Валерия Княгинина я знал плохо. Это был высокий молодой человек с гусарскими усиками. Он меня оставлял равнодушным, но иногда отталкивал какой-то внутренней раздерганностью; щеголял в цинической маске и разнородных экипировках, а что скрывал за ними - было непонятно. Своим поведением на семинаре он меня раздражал. Грубость в нем уживалась с вежливостью, прямота с двоедушием. Он был весь разорванный, отчаявшийся, бесстержневой. Выразиться определеннее я не могу да и не вправе, потому что сейчас его уже нет в живых: он погиб в автомобильной катастрофе. В день, когда мы воскреснем и урегулируем все наши недоразумения, я познакомлюсь с ним поближе и надеюсь, что подружусь.

Итак, все собрались. Ждали руководителя. Олиференко расхаживал по комнате своей ныряющей, подавленной походкой; в мыслях он уже сто раз погибал, но все никак не мог привыкнуть, что его раскритикуют.

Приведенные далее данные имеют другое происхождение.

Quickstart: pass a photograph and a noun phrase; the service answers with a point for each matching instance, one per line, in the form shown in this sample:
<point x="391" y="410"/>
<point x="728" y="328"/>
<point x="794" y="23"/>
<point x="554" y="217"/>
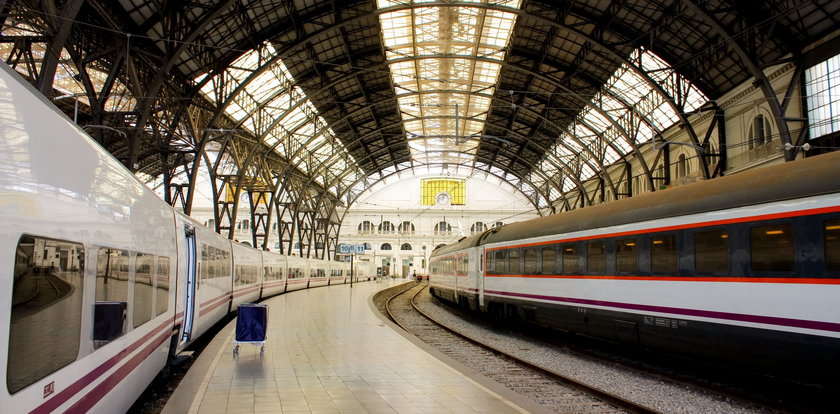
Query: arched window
<point x="406" y="228"/>
<point x="386" y="227"/>
<point x="366" y="227"/>
<point x="443" y="229"/>
<point x="760" y="132"/>
<point x="682" y="166"/>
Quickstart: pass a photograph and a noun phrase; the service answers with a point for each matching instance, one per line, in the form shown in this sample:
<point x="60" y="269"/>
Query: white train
<point x="741" y="270"/>
<point x="108" y="282"/>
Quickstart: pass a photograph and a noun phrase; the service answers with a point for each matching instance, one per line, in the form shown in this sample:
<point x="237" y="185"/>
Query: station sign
<point x="351" y="248"/>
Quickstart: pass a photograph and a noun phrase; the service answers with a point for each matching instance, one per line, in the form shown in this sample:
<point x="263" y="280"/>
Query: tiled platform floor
<point x="328" y="352"/>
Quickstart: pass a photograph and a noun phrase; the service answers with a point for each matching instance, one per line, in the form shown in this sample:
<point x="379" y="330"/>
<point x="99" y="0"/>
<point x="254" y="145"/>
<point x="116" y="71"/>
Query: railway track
<point x="556" y="392"/>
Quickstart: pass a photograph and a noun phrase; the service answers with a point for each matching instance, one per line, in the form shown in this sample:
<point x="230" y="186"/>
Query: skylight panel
<point x="271" y="98"/>
<point x="629" y="101"/>
<point x="435" y="89"/>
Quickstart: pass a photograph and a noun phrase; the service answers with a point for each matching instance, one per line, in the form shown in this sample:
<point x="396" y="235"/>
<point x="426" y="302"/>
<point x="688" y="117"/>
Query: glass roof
<point x="626" y="109"/>
<point x="445" y="62"/>
<point x="274" y="109"/>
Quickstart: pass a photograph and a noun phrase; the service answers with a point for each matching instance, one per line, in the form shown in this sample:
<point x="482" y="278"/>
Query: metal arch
<point x="372" y="154"/>
<point x="352" y="200"/>
<point x="65" y="22"/>
<point x="626" y="61"/>
<point x="145" y="103"/>
<point x="611" y="52"/>
<point x="758" y="74"/>
<point x="549" y="80"/>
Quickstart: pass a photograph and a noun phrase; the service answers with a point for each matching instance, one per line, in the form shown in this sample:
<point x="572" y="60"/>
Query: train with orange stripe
<point x="103" y="284"/>
<point x="742" y="270"/>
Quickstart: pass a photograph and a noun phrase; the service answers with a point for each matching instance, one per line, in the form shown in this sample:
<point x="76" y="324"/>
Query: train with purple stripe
<point x="103" y="284"/>
<point x="742" y="270"/>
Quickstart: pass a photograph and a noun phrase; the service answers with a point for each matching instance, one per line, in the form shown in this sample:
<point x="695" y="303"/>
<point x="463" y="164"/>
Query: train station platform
<point x="329" y="351"/>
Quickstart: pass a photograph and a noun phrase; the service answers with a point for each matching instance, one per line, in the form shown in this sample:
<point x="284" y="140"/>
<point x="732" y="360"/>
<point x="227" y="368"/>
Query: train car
<point x="743" y="270"/>
<point x="319" y="273"/>
<point x="455" y="272"/>
<point x="87" y="309"/>
<point x="214" y="278"/>
<point x="363" y="271"/>
<point x="247" y="274"/>
<point x="105" y="283"/>
<point x="297" y="273"/>
<point x="274" y="274"/>
<point x="337" y="273"/>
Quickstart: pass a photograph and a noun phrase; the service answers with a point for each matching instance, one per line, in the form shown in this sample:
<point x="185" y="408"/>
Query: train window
<point x="112" y="268"/>
<point x="570" y="259"/>
<point x="246" y="274"/>
<point x="513" y="262"/>
<point x="499" y="262"/>
<point x="162" y="286"/>
<point x="46" y="310"/>
<point x="663" y="254"/>
<point x="711" y="251"/>
<point x="548" y="257"/>
<point x="595" y="257"/>
<point x="832" y="244"/>
<point x="215" y="262"/>
<point x="771" y="248"/>
<point x="143" y="289"/>
<point x="530" y="261"/>
<point x="626" y="256"/>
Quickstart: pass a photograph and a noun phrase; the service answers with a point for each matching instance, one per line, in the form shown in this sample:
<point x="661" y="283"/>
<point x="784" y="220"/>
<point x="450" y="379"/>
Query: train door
<point x="480" y="275"/>
<point x="189" y="281"/>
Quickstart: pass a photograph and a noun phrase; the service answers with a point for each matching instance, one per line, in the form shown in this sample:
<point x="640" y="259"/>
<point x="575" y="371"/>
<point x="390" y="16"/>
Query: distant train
<point x="103" y="283"/>
<point x="742" y="270"/>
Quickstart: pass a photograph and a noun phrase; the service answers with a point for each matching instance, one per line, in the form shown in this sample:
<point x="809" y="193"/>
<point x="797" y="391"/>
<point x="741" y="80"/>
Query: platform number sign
<point x="351" y="248"/>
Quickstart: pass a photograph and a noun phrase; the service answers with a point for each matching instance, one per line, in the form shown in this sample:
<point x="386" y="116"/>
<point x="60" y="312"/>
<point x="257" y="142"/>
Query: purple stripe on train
<point x="768" y="320"/>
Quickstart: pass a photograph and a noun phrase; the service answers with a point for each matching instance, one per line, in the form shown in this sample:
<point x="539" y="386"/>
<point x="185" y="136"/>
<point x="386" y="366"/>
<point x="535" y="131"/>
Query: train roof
<point x="462" y="243"/>
<point x="802" y="178"/>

Вдруг - словно ветер прошумел и потушил свечи - беседы затихли, все бесшумно встали. В дверь стремительно вошел Пантелеймон Анисимович Незнамов, наш руководитель, красивый пятидесятилетний мужчина, поседевший лев, всегда изысканно, хотя и несколько аляповато, одетый и подтянутый. У него была странная нервная привычка: входя, он озирался, как убегающий волк, словно боялся, что за ним погоня или что о нем подумают дурно. Лицо его в эту минуту стягивала маска суровости и неприступности. С деланной непринужденностью он оборачивался в дверях, как актер, которого вытолкнули из-за кулис - играть для публики. Когда он обращал лицо к нам, в его глазах мелькал испуг, как бы его не освистали. Его встречала почтительная тишина. Игра начиналась. Садился он - садились все.

- Так... - сказал он, раскрывая папку; все смотрели на него - ели глазами; его взгляд в эту минуту бегал по кромке стола, словно на лице у него была экзема, - взгляд закомплексованного юноши или бездарного дебютанта. Ему почему-то трудно было посмотреть на нас прямо, и первый взгляд был всегда косой - в сторону Дьяконова: тот был доверенным лицом Незнамова и сидел рядом. Дьяконов, узколиций, как хорек, сочувствующе и льстиво улыбался, и эта улыбка ободряла Незнамова, как шепот единомышленника: он, расхрабрившись, искоса взглядывал на семинаристов. Это был момент, когда он переламывал что-то в себе, как увядшая кокетка среди молодежи, в последней тоскливой надежде, что она еще обольстительна, - Так... Так... Простите, что я забыл... напомните мне, пожалуйста, какое у нас сегодня число? Семнадцатое? Хорошо, спасибо.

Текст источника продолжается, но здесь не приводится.